Finally, on Monday, he publicly accepted the position. He donned a Cardinals jersey with his familiar No. 22, taking questions at a news conference while flanked by Mozeliak and the team's principal owner, Bill DeWitt Jr. Matheny agreed to a two-year contract with a club option for 2014.
"I believe all the experiences that I've learned up to this point from the field and off the field have led me to this point right now, to be what I was made to be," Matheny said. "And as I sit here as the manager of the St. Louis Cardinals, I have to tell you that this is the greatest honor of my life."
It was a long time coming. While sitting in his new office, Matheny told reporters that the thought of managing had first been put in his mind not during his professional playing career, but early in his stint at the University of Michigan. Head coach Bill Freehan told him to make sure to take plenty of Spanish -- not so much to help him as a player, but because it would serve him well when he managed.
This, to an 18-year-old kid. So yes, Matheny's selection as Cardinals manager was only really a shock as far as the timing.
"I really think Mike has the aptitude, the intelligence and the character to withstand this," Mozeliak said. "I don't think it's going to be the simplest of transitions, but I certainly think he's up for it."
Mozeliak pointed to the same traits that coaches and managers have seen in Matheny for years. Few people in the game are better respected than Matheny. Thus the St. Louis search committee, which consisted of Mozeliak, DeWitt, assistant general manager Mike Girsch and special assistant Mike Jorgensen, put Matheny at the top of its list from the day he interviewed.
The challenge for the rookie manager is obvious. Not only has he never managed or coached in the big leagues, he's never managed or coached in professional baseball at any level. Most recently he's been a special assistant and roving instructor for the Cardinals organization. Having been a big league catcher would seem to give him something of a leg up, but his new job is unlike any previous job he's had.
"If I didn't think I could do it, I certainly wouldn't have walked into the interview process first," Matheny said. "It's a legitimate question, but I look at what the traits are that they're looking for. I know that 'Mo' and Bill and the committee had a job description in mind and what that looked like, and then they needed to check off whether somebody filled that role."

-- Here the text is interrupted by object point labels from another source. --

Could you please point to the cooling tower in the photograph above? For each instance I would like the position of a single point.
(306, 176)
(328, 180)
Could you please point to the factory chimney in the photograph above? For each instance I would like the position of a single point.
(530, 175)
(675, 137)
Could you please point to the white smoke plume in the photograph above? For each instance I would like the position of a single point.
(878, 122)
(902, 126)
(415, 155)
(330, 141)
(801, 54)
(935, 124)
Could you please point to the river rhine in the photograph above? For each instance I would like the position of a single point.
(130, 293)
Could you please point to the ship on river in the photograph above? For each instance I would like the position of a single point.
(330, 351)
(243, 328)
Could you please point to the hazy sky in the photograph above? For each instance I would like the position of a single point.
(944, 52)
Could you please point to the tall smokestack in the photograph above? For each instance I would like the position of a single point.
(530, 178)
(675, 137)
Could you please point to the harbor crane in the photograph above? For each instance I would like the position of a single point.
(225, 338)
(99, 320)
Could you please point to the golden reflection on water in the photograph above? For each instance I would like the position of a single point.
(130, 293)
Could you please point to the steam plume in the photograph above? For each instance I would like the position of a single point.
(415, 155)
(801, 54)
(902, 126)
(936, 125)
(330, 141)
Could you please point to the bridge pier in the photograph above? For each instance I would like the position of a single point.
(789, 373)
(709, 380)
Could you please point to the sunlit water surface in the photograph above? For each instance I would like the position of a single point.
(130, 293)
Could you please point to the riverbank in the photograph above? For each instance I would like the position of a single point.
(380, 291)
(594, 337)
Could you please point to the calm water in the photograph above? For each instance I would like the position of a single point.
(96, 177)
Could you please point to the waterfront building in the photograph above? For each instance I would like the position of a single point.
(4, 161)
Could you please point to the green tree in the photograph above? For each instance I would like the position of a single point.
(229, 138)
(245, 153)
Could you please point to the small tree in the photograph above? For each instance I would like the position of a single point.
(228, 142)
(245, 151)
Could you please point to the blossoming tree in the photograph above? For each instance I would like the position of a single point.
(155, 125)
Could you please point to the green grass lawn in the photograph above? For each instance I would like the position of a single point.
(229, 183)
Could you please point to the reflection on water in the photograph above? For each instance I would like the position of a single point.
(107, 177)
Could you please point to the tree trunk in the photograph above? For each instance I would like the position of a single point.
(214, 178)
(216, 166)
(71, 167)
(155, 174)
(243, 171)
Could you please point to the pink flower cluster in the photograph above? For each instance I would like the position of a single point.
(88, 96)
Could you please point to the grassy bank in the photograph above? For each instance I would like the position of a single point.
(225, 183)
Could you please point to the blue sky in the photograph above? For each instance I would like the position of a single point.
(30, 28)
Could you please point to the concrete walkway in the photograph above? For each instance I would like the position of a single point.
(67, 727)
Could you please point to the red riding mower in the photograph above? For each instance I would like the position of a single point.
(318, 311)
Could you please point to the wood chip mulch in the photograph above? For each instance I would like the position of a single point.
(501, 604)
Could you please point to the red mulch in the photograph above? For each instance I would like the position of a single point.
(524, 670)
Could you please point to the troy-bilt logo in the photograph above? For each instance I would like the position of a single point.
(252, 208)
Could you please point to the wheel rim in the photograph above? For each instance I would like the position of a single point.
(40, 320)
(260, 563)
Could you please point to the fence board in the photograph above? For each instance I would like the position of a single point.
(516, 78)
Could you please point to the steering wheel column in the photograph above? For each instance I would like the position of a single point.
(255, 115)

One of the traits the organization sought is a familiarity with St. Louis' way of doing things. Matheny has been in the organization before, as well as for the past two years, and five of the six candidates had some tie to the organization. That was not a coincidence.
"He was a winning player, highly respected by his teammates and by the opposition and throughout baseball," DeWitt said. "He knows our current club and organization as well as anyone, and we feel he's the perfect one to lead us into a very bright future."
Matheny likely would have been on a bench somewhere sooner if not for his family. He had long maintained, since his retirement following the 2006 season, that he would not want to take a full-time coaching job until all of his five children were out of the house. Two of them are now on the way, his daughter and his oldest son having committed to colleges over the weekend, but the three youngest remain.
His family is on board, though, Matheny said.
"That balance of career and family has always been a tough one for me, and I believe it's tough for everybody in this industry," he said. "But the dynamics of my particular family have certainly changed. A great example was yesterday was a tremendous day for our family, not just for me. My son signs his national letter of intent to go to Missouri State, my daughter makes an oral commitment to play hockey at Ohio State University. So things are changing quickly in my home, and my family couldn't be any more supportive than they are of this."